While serving his king and the State, the Cardinal of St.-Malo had not overlooked his own interests; he had obtained from Alexander VI the Bishopric of Nimes. His title being disputed by the nominee of the chapter, there arose a litigation which lasted until the year 1507, when Briçonnet was awarded the title. In 1497 he had received in commendam the Bishopric of Toulon, and in the same year succeeded his brother Robert Briçonnet in the archiepiscopal See of Reims. On 27 May 1498, he crowned Louis XII in his cathedral. He followed the king to Paris. As a peer of France, he assisted at the session of the Council of State at which the marriage of Louis with Jeanne, the daughter of Louis XI, was annulled.

When he had ceased to be a minister of State, Briçonnet retired to Rome for two years. Louis then made use of his talents to check what he called the arrogance of the warrior pope, Julius II. By his king's direction Briçonnet took steps to assemble at Pisa a council of cardinals opposed to the policy of Julius, and bent on the reformation of the head and hierarchy of the Church. He left Rome suddenly and secretly with a group of cardinals whom he had won over, and opened his council at Pisa, but soon transferred it to Milan, and thence to Lyon. He was, however, summoned to appear before the pope, was deprived of the Roman purple and excommunicated. Louis, on his side, bestowed upon him in commendam the rich Abbey of St.-Germain-des-Prés and the government of Languedoc.
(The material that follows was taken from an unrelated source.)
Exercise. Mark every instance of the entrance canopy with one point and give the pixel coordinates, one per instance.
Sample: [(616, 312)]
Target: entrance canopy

At the death of Julius II Briçonnet was absolved from all censures and excommunication in 1513, and restored by Pope Leo X to the Sacred College. He then retired to end his days at Narbonne, for which see he had exchanged Reims.

He died in Narbonne on 14 December 1514. He was buried in a superb mausoleum which he had built for himself in the church of Our Lady.

==Family==
He married Raoulette de Beaune (died 1487) and they had five children, two of whom became bishops: Guillaume of Lodève and Meaux, and Denis of Toulon, Lodève and Saint-Malo.

==Legacy==

Whilst in power, Briçonnet showed himself a patron of men of letters; they dedicated their works to him and became his panegyrists. He was called oraculum regis and regni columna. His life was in fact swayed by ambition and occupied by intrigues. He composed a manual of Latin prayers, dedicated to Charles VIII. At Saint-Malo he issued several synodal instructions.